Quilt National was intended to demonstrate the transformations taking place in the world of quilting. Its purpose was then, and still is, to carry the definition of quilting far beyond its traditional parameters and to promote quilt making as what it always has been --an art form."
--Visual Arts Center of Northwest Florida Panama City, Florida

My words:
There were no traditional quilts here! The exhibit was well done and the quilts were amazingly detailed and high quality. I was surprised, however, that the number of quilts shown was small,
(maybe 24? I didn't count) so I am not sure if this was a partial (traveling) exhibit, or if the number
of high quality quilts being submitted has decreased dramatically.
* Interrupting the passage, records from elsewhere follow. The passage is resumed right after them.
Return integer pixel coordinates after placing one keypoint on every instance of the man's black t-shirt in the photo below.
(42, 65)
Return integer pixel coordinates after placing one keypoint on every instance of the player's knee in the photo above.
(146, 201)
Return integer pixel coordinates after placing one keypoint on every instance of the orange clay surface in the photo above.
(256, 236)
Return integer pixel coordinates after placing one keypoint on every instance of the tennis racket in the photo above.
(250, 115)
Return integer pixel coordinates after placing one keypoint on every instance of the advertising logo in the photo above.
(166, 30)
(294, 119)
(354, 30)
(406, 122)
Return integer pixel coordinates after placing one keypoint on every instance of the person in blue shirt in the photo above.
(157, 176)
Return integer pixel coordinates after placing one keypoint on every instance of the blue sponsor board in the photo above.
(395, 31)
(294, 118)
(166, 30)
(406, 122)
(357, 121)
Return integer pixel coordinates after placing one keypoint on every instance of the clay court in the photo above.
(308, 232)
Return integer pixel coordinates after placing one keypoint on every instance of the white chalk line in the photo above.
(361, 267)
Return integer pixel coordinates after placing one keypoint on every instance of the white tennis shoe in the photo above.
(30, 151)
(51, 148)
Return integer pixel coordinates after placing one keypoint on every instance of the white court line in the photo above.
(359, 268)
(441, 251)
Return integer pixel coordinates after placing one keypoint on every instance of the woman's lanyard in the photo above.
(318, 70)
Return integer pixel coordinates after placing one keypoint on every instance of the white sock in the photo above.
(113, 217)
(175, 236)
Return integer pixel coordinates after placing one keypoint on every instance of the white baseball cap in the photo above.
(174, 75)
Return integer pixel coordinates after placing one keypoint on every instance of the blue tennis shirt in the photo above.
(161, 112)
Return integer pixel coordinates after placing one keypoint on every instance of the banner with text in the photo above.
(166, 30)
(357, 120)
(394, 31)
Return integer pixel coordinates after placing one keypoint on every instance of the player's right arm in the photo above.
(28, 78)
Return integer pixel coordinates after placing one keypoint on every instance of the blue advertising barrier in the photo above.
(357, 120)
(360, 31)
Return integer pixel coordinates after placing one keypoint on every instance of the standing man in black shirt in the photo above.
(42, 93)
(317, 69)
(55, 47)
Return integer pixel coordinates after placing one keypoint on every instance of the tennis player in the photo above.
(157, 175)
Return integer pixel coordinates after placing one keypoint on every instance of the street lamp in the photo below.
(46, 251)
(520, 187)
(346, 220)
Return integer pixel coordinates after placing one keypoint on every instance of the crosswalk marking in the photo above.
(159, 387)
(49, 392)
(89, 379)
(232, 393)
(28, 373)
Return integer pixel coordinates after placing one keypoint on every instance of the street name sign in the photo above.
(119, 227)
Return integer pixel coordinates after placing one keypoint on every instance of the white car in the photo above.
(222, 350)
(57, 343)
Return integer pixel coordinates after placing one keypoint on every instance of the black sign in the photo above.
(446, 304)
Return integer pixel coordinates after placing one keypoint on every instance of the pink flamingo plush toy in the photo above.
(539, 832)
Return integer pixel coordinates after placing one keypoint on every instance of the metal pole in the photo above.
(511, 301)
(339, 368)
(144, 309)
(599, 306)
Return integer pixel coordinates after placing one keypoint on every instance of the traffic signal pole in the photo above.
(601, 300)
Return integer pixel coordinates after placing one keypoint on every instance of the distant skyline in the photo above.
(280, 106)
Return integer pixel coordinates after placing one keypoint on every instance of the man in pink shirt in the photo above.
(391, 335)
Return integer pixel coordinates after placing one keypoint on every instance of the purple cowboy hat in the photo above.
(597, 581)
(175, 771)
When I first saw a Quilt National exhibit years ago, at the Dairy Barn in Athens, Ohio, there were hundreds of quilts, both traditional and contemporary. The majority of the 2009 quilts were machine-quilted, and the designs and technical expertise were phenomenal. No photographs of the quilts were allowed, so I am only showing the promotional postcard I picked up during my visit. This was contemporary painting with fabric and thread, and I am pleased to see that
quilting is alive and well in contemporary art. The colors, textures, and variety of treatments were stunning!

The exhibit continues through March 14, so time is short.
If you are in the area, it is worth a visit! For more info, visit


  1. Thanks for this post, Dianne. The traditional quilt and the art quilt are so much different, I'm not surprised that they are not shown at the same venues. However, like you, I was surprised that the number of quilts was small. I guess I'm also confused as to the definition of "Contemporary" quilt, too, and especially as opposed to "art" quilt.

    Although traditional quilt artists can, and often do, make very detailed quilts, lining seam up to endless seam, they all share one thing in common. They use a pattern to make their quilts.

    On the other hand, art quilts often don't use a commercial pattern, often are open, like modern art, to interpretation, often use free form stitching, and often are made using hand dyed fabrics, as well as unique embellishments and found objects.

    Thank you for showing the postcard and sharing your thoughts. I hope this inspires some traditional as well as contemporary quilters to explore this venue further when it comes to their town.